Since Google announced its distribution of patents, I have been poking around the data trying to understand what’s in there and starting to index it for retrieval. The first challenge I’ve had to deal with is data formats. The second is how to display documents to users efficiently.
The full text of the patents is available in ZIP files, one file per week, based on the date patents were granted. The files cover patents issued from 1976 to (as of this writing) the first week of 2010. In addition to the text, they contain all manner of metadata such as when the patent was filed, who the inventors and assignees were, etc. Interestingly, the zipped up files are in two different formats: patents from 2001 on are in XML, while earlier ones are in a funky ad hoc text format.
The XML format was easy to parse using standard tools, whereas the proprietary format required some specialized code. Despite that, the XML format proved the more problematic in some ways:
- The DTD wasn’t really available in machine-readable form; the closest I could find was this page on the USPTO site
- While both formats indicated the distinction between the patent’s summary vs. its details, the XML format chose to do it through processing instructions rather than via containment. Unfortunately, standard implementations of the DefaultHandler (such as the XmlSlurper I was using) drop processing instructions on the floor. To use that data would have required a complete rewrite of the handler. In the end, I decided to fudge it and added a pre-processing step that scanned for the specific processing instructions that bracketed the summary and details sections of the patent and replaced them with elements that the XML parser would represent properly. Unfortunately, this hack cost me DTD compliance, so I had to turn validation off.

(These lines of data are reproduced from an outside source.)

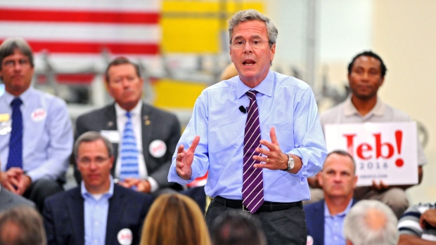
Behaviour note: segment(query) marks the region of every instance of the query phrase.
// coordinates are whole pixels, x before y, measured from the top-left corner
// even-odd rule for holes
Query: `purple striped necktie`
[[[250,98],[248,115],[245,124],[244,135],[244,165],[242,185],[242,199],[245,208],[254,213],[264,203],[264,178],[262,168],[253,167],[255,164],[260,164],[255,161],[252,157],[260,155],[255,152],[260,147],[260,124],[259,123],[259,111],[256,102],[256,91],[246,93]]]

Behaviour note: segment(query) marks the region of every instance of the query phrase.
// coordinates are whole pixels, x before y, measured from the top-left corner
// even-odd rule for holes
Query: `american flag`
[[[0,0],[0,41],[22,37],[37,65],[43,51],[59,67],[94,65],[104,51],[155,62],[160,0]]]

For those curious about the text format, it contains stuff like this:
PATN WKU D02428814 SRC 5 APN 611301& APT 4 ART 292 APD 19750908 TTL Diver's helmet ISD 19770104 NCL 1 ECL 1 EXP Feifer; Melvin B. NDR 2 NFG 6 TRM 14 INVT NAM Jones; Richard F. CTY Santa Barbara STA CA
The file is organized into field codes with associated values (e.g., TTL is the title). Values that are longer than a single line continue on the next line which starts with a few spaces to distinguish it as a continuation. Field codes are grouped into sections identified by four-character codes (e.g., INVT, above) with three-character codes for sub-fields. In short, it’s pretty easy to parse. In addition, it clearly sets out the summary (BSUM) and the details (DETD) fields.
The reason this is important is that Xue and Croft found that the summary field appears to be most effective for relevance feedback searches on patent.
The meaning of the codes is documented here, although the example is in SGML, rather than in the format described above. This SGML example does not have a one-to-one correspondence between the field codes and the element names, but the associated documentation lists the field codes and their definitions.
One interesting (aka bizarre) aspect of both formats is that the patent number itself is encoded in the WKU field in a manner that does not correspond directly to the value you see on an actual patent! I reverse-engineered the actual patent with the following regex:
which looks for an optional prefix, then a zero, then the 5-7 digit patent number, and then another digit (which seems to be a check-sum of some kind, which I discard). The prefix and the patent number, concatenated, produce the patent number that the USPTO search engine recognizes. Of course this doesn’t handle the patent applications; those need to be processed separately.
My goal in indexing these patents is to experiment with retrieval algorithms and user interfaces, but I don’t want to actually host all the data. While I can store and display the text associated with each patent, I don’t really want to store all the PDFs or drawings or page images, as that will consume all those terabytes Google was so proud of. Unfortunately, I have not yet figured out how to get Google or the USPTO to serve up a PDF or a page image for a specific patent that I can identify with a patent number.
It would be a terrible waste of resources to host that stuff and to serve it through a single point in the network. That leaves me with a few possibilities, including figuring out a way to obtain documents from a third-party based on the patent number or joining some kind of a consortium that would host the documents (for research purposes only!).
I wonder if NIST is willing to do this.